$\mathbb A^1$-connected components of affine quadrics
Chetan Balwe, Nidhi Gupta
TL;DR
This paper proves that for any smooth affine quadric $Q^{\psi}$ in $\mathbb{A}^n_k$, the field-valued $A^1$-connected components stabilize after two iterations of the naive functor $\mathcal{S}$, i.e., $\pi_0^{A^1}(Q^{\psi})(F)=\mathcal{S}^2(Q^{\psi})(F)$ for all finitely generated field extensions $F/k$. It provides explicit descriptions in the isotropic case via $\mathcal{S}(Q^{\psi})(F)\simeq F^*/\langle D(\phi_F)\rangle$ and shows stabilization to $\mathcal{S}^2(Q^{\psi})(F)$ in the anisotropic case, with $2$-ghost homotopy criteria governing the equivalence of points.

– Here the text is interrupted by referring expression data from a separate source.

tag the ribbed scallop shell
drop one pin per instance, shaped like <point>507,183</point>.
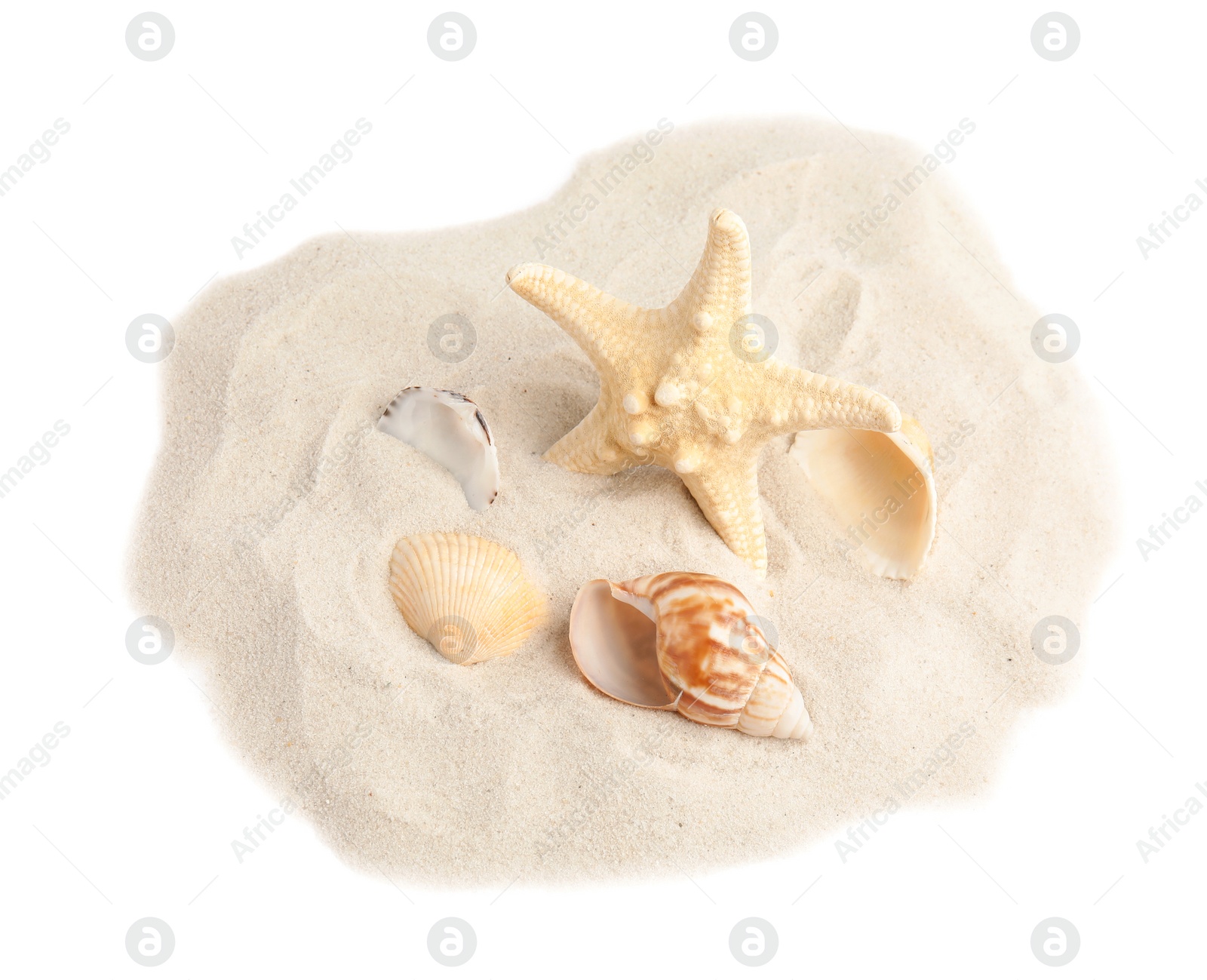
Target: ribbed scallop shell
<point>466,595</point>
<point>686,642</point>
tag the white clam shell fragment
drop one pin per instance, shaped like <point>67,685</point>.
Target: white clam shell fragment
<point>465,595</point>
<point>452,430</point>
<point>880,485</point>
<point>686,642</point>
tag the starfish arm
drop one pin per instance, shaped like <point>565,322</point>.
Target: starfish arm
<point>721,284</point>
<point>600,324</point>
<point>589,448</point>
<point>800,400</point>
<point>728,496</point>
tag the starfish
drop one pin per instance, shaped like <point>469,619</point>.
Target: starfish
<point>691,386</point>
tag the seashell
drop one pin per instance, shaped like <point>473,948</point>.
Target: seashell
<point>450,429</point>
<point>465,595</point>
<point>880,487</point>
<point>686,642</point>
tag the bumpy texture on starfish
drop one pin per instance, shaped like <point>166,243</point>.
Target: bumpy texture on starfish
<point>683,388</point>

The main result yields a complete $A^1$-connectedness criterion for affine quadrics in terms of Witt indices: $i_0(\varphi)\ge 2$ or $i_0(\varphi)=1$, $i_0(\psi)=0$, and $i_1(\psi)\ge 2$, where $\varphi=\psi\perp\langle-1\rangle$. This connects $A^1$-connectedness to classical quadratic-form invariants and extends the understanding of $A^1$-invariants for quadrics beyond the projective case.
Abstract
For any smooth quadratic hypersurface $X$ in $\mathbb A^n_k$, we use the iterations of the functor of naive $\mathbb{A}^1$-connected components $\mathcal{S}$ to study the field-valued sections of the sheaf of $\mathbb{A}^1$-connected components $π_0^{\mathbb{A}^1}(X)$ of $X$. We prove that for any field $F/k$, the canonical isomorphism $π_0^{\mathbb{A}^1}(X)(F) \xrightarrow{\sim} \lim_{n} \mathcal{S}^n(X)(F)$ stabilizes at $n=2$, meaning that $π_0^{\mathbb{A}^1}(X)(F)=\mathcal{S}^2(X)(F)$. Furthermore, by combining this result with Morel's characterization of $\mathbb{A}^1$-connected spaces in terms of the triviality of field-valued sections of $π_0^{\mathbb{A}^1}$, we provide a complete characterization of $\mathbb{A}^1$-connected smooth quadratic hypersurfaces in $\mathbb{A}^n_k$.